その瞬間、気が付いたのです。物事というのは変わるんだ、もし私が生まれてなかったら、もともとこのバッグと会うこともなかったわけだから。
物事は変わっていくのだというのを理解した瞬間に、大使館に電話をかけてパスポートを再発行してもらい、コロンボに帰る航空券を手配して、ことなきをえたわけです。
ある瞬間に、物事は変わっていくのだということを忘れて、ある一つの局面にあまりに執着しすぎると、そこから苦しみが生まれてきます。
そしてその苦しみは、物事は変わるのだという正しい理解を忘れてしまう、知らなくなってしまう、いうならば無知な状態になってしまうということなのです。
物事は変わっていくのだ、何事も永遠に続かないんだということが正しい理解という状態で、そうでない状態が無知という状態です。
諸行無常という正しい理解を持っているということが、正しい行動の基本になっていくのです。そうすると怒りに振り回されることもなければ、自己中心的な考えになることもなく、考えというものが、どんどん、どんどん純粋なものになっていけるです。
物に執着する度合が低くなっていけばいくほど、使っている言葉も、怒ったり中傷したりする言葉ではなくて、良い言葉、きれいな言葉になっていきます。
そうなってくると、行いも良くなってきます。正しい行いになってくるのです。そうなってくると、人を殺したり、盗んだり、悪いことをしたりというようなことをしなくなくなります。酔っぱらったりもしなくなります。
職業選択も正しい方向に向かい、働くにしても、原爆をつくったり、兵器をつくったり、売春をしたり、犯罪行為にかかわっているような仕事をしなくなってきます。正しい職業というものを選ぶようになってくるのです。
正しい努力というのは4つあります。
1つは、邪悪な心が自分の中に起こったらそれから逃れること。2つめは愛の気持ちが起こったらそれを大切にとっておく。3番目は邪悪な考えが浮かんだら、それをストップする。4つめ、良い考えが浮かんだらそれを採用する。この正しい努力というのは、必ずしも生産性をあげることではないのです。
そういう努力を積み重ねていくと、何が起こっているのか、何を考えているのかを努力しないで、たちどころに自分で把握できるようになる、把握できるようになります。それが本当の意味での「気づき」であり「目覚め」なのです。

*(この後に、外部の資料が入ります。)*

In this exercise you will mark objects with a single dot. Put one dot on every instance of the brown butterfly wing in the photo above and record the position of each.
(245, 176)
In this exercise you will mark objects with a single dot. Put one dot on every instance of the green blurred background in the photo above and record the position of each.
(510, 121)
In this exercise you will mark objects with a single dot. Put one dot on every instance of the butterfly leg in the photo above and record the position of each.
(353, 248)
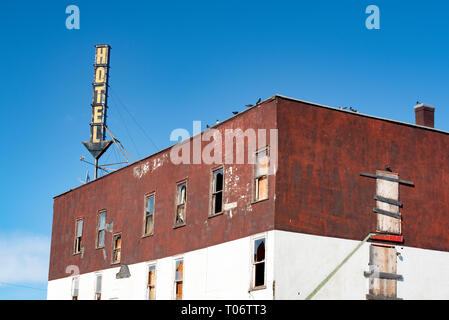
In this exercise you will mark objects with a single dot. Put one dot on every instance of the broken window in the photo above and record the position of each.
(116, 248)
(152, 282)
(75, 288)
(101, 225)
(217, 191)
(98, 279)
(259, 262)
(149, 215)
(78, 235)
(178, 278)
(261, 175)
(181, 193)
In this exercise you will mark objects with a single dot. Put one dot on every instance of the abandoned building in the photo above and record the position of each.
(356, 208)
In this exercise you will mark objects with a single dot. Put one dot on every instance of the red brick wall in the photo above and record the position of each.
(122, 195)
(318, 187)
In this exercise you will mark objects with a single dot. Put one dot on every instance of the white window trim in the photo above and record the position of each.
(253, 239)
(148, 265)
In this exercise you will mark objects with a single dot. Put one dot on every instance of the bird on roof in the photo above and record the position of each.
(252, 105)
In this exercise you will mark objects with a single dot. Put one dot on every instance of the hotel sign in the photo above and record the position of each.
(97, 144)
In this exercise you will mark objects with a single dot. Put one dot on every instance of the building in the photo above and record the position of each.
(155, 229)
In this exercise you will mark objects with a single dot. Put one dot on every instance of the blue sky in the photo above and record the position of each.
(179, 61)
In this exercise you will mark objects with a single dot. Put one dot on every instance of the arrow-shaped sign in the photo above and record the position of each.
(97, 144)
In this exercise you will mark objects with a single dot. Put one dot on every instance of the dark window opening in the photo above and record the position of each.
(149, 215)
(178, 279)
(261, 175)
(259, 262)
(152, 283)
(78, 235)
(217, 191)
(116, 248)
(101, 226)
(98, 287)
(181, 196)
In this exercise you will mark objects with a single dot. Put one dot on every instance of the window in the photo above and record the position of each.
(259, 263)
(149, 215)
(179, 271)
(98, 279)
(181, 194)
(217, 191)
(261, 175)
(152, 282)
(78, 236)
(116, 248)
(101, 225)
(75, 288)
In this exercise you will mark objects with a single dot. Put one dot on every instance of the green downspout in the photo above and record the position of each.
(322, 283)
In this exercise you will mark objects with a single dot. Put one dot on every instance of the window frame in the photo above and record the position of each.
(150, 265)
(257, 177)
(178, 184)
(213, 193)
(114, 249)
(75, 283)
(146, 197)
(75, 240)
(98, 275)
(100, 212)
(175, 281)
(254, 263)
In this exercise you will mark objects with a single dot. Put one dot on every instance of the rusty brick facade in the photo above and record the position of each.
(317, 189)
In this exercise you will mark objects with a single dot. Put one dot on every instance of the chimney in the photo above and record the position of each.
(424, 115)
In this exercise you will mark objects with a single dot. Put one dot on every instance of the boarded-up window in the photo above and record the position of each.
(98, 280)
(149, 215)
(101, 225)
(75, 288)
(261, 175)
(78, 235)
(217, 191)
(382, 260)
(388, 191)
(152, 282)
(181, 196)
(259, 263)
(179, 271)
(116, 248)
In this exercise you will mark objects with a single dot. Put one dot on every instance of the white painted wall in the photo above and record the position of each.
(303, 261)
(297, 262)
(223, 271)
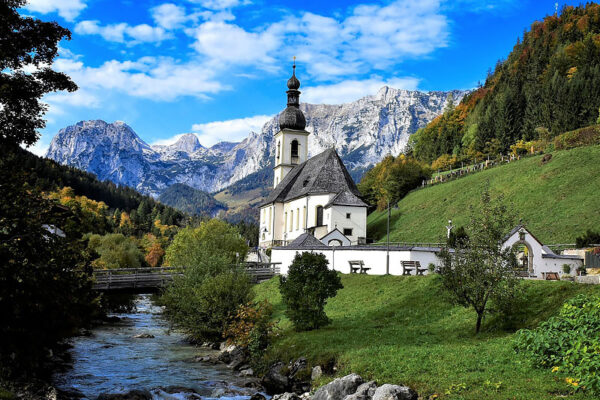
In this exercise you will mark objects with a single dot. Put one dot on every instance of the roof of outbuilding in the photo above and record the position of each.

その時に、非常に高いレベルでの意識の集中というものが起こります。これが「八正道」といわれるものなのです。
八正道とは最初が諸行無常、万物流転の原則をちゃんと理解しているということ、あまり執着をしすぎると苦しみが訪れるという原則。つまり無我の原則。自我というものがあると思いがちですが、それは錯覚で本当はエゴというものはなく、無我なのです。
2つめが正しい考え。3つめが正しい言葉。正しい行い、正しい職業(生計)。正しい努力。正しい気づき(意識)、そして正しい意識の集中。
最初のものが心、精神に関するもの。3番目から6番目までが肉体、身体に関係しているもの。この3番目から4番目の肉体に関する部分というのが、修行する場合の一番キーになるところです。最後2つが、集中をするということにつながってきます。最初の二つが知恵をそだてるのに役立ち、言葉の修行とか行いの修行という修行の具体的な中身です。
こういう気づきや発想を得るために、山に篭って変な修行をする必要はありません。
私たちが日常生活のなかでそういう心のあり方を持つことによって、気づき、覚醒することができ、しかも同時に社会を変えることが可能になるわけです。
「気づき」を得ていく上で大事なことは、誰か他の人がやるまで待とうというのではなくて、まず自分から始めよう、自分に何ができるのかという意識をもつことが一番大切なことです。
(京都政経塾の講座から)
<Dr. A.T.Ariyaratne(アリアラトネ博士) 略歴> ※いずれも執筆当時
1931年スリランカ生まれ。「サルボダヤ運動」と呼ばれるスリランカ農村開発運動の創始者。アジアのノーベル賞といわれる「マグサイサイ賞」授賞。スリランカでは大統領と同じくらいの支持を得る。人間の精神の「目覚め」を説き続けている。